Wednesday, July 17, 2013
My Fear as a New Mom...by Kristy Mullins
Every month I had many doctor appointments – injections, blood work, ultrasounds, procedure. Every month for 7 months we did this routine. I’d get pumped with hormones to see if I would ovulate, and if I did then everything else would follow. It was a mountain hike straight up every month. Then we’d wait a couple of weeks only to crash down hard. I grieved every month for the baby that was not there. I didn’t get to grieve long because we had to start the process all over again. When we finally called the fertility treatments over and unsuccessful, my body was still teeming with hormones which meant I could cry over toilet paper commercials.
Six to seven months after calling quits to the treatments we had a failed adoption. Trust and honesty is huge to me. I investigate insurance fraud, and I’ve been lied to more than I care to say. So when the birth mom was not completely honest with us, we pulled out of the match. I went into a deep depression in August of 2000, but at the end of September we had found the adoption agency we were going to use. They worked only with infertile couples and specialized in open adoptions. (Just for the record, if you don’t know all the details about open adoptions, please don’t voice your opinion or your fears out loud. If you can’t say something encouraging and wise, it’s best to keep your lips sealed. People would say the weirdest and harshest things.)
We went for the adoption orientation at the end of September, two weeks after that we were talking to birth parents, two weeks after that we were matched, two weeks after that we were meeting our birth parents. The birth mom was due at the end of December, but our daughter was born in January. I was blessed to be in the delivery room when she was born and took her first breath. Two days later, the most gut-wrenching day of my life took place. When the birth mom placed the baby into my husband’s arms and had to walk out without her baby. Sobs. Heartbreak. There’s just not a dry eye.

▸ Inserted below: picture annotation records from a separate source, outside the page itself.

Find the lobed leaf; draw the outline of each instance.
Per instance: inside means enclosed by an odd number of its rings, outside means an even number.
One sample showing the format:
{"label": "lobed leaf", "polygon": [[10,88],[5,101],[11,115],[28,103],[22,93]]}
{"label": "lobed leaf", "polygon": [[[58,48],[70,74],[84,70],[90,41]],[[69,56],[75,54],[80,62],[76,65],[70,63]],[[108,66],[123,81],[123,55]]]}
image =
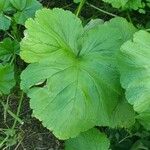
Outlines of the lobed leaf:
{"label": "lobed leaf", "polygon": [[[125,35],[123,23],[118,32],[115,20],[129,25]],[[123,126],[112,121],[116,113],[121,120],[121,113],[129,114],[134,122],[134,115],[118,111],[123,95],[116,64],[120,46],[135,32],[130,26],[115,18],[85,30],[79,18],[62,9],[39,10],[26,22],[20,56],[31,64],[21,75],[21,88],[31,98],[33,115],[58,138],[75,137],[97,124]],[[131,107],[126,110],[134,114]]]}
{"label": "lobed leaf", "polygon": [[140,122],[150,129],[150,34],[135,33],[133,41],[121,47],[118,60],[126,98],[139,113]]}

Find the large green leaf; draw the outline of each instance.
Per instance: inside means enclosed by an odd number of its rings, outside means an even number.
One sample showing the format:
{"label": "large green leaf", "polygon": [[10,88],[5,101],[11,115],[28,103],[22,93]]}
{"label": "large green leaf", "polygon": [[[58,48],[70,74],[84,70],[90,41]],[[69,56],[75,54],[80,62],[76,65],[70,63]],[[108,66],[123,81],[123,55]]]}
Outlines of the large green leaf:
{"label": "large green leaf", "polygon": [[37,0],[10,1],[14,8],[17,9],[17,12],[14,14],[15,21],[22,25],[28,18],[33,18],[38,9],[42,8],[42,5]]}
{"label": "large green leaf", "polygon": [[108,150],[109,139],[97,129],[90,129],[65,143],[65,150]]}
{"label": "large green leaf", "polygon": [[0,64],[0,95],[9,94],[10,89],[15,85],[14,70],[11,65]]}
{"label": "large green leaf", "polygon": [[123,99],[116,54],[126,36],[115,20],[130,26],[116,18],[85,31],[79,18],[62,9],[40,10],[26,23],[20,56],[31,64],[21,75],[21,88],[31,98],[33,115],[58,138],[97,124],[116,126],[112,114],[117,116]]}
{"label": "large green leaf", "polygon": [[137,118],[150,129],[150,34],[135,33],[133,41],[121,47],[118,58],[126,98],[139,113]]}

We took our daughter home to find my daddy had tied pink ribbons all over the tree in the front yard. Pink bouquets filled the house along with pink balloons. This day was a long time coming.
We put her bassinet by my side of the bed, so I could hear her and feed her in the night. I was told to expect to feed her every two hours. It was every four hours. I panicked when I slept past two hours, but she was sound asleep. Every snort or move of the blankets she made, I was awake. When she wasn’t making those sweet little baby noises, I was tense because what if something was wrong. FEAR had gripped me.
She quickly started sleeping six and then eight hours at night, but I didn’t. What if she had SIDS (Sudden Infant Death Syndrom)? What if she choked and I didn’t hear her? What if God took her back? Isn’t that crazy!? My fear prevented me from sleeping well at night. I wasn’t joyful because fear ruled me. My fear was in the dark. No one knew until I confessed it to my mom. Through more tears and sobbing, I confessed that I wasn’t sleeping and that I feared that the God who gave me this baby would take her from me. It had been a three year journey to become a mommy, and I was miserably controlled by fear.
My mom asked me, “If God wants to take her, is there anything you can do to prevent him from doing so?” More sobs. That was a harsh reality. I had not been in control of my own body in order to give birth, and I wasn’t in control ultimately of the welfare of this baby. She was God’s. He was the one who had ordered her days and her footsteps. She was on loan to me. We had her dedicated at our church, and she had been dedicated at our home church in Shreveport because so many had been part of our journey, but that night in my baby’s nursery as I rocked her I dedicated her to God. I told God that I would not be stingy with this baby He had entrusted to me. Much like Hannah in the Bible who was also infertile, I gave my baby to God. I had to trust God that no matter what happened He had me in the palm of his hand and my baby in the palm of his hand. I had to trust that God had the best for me and my baby no matter what.
One of my friends asked to keep Erin overnight when she was about seven months old because she was wanting to dress her up and take her to her church. My promise to God was brought to my mind, and we agreed. Anytime we went somewhere with Erin, she freely went others. They loved on her, and she loved on them. She was happy, happy, happy. At one year old, she started going once a quarter to spend a week with Patrick’s mother in Mississippi. What a special bond G and Erin shared.
Erin wanted to go on a mission trip when she was in the third grade, so she and I went to El Salvador with our church to work with the Resendez family. She then spent a week with G, and then her other grandparents picked her up and took her for another week. So when the opportunity presented itself at the beginning of the school year in 2012 for Erin to take a two week trip to Europe with the People to People Student Ambassador Program, we had to prayerfully consider it. As I look back, I clearly see how God has been preparing Erin for this trip abroad. Was I nervous? There may have been one day that I was a little anxious, but I had learned a long time ago that my God has her. I see His hand on her. After M-Fuge this week, she feels she is being called to work with children in Africa. I guess we will be saving up for a mission trip there sometime in the next few years. God is good.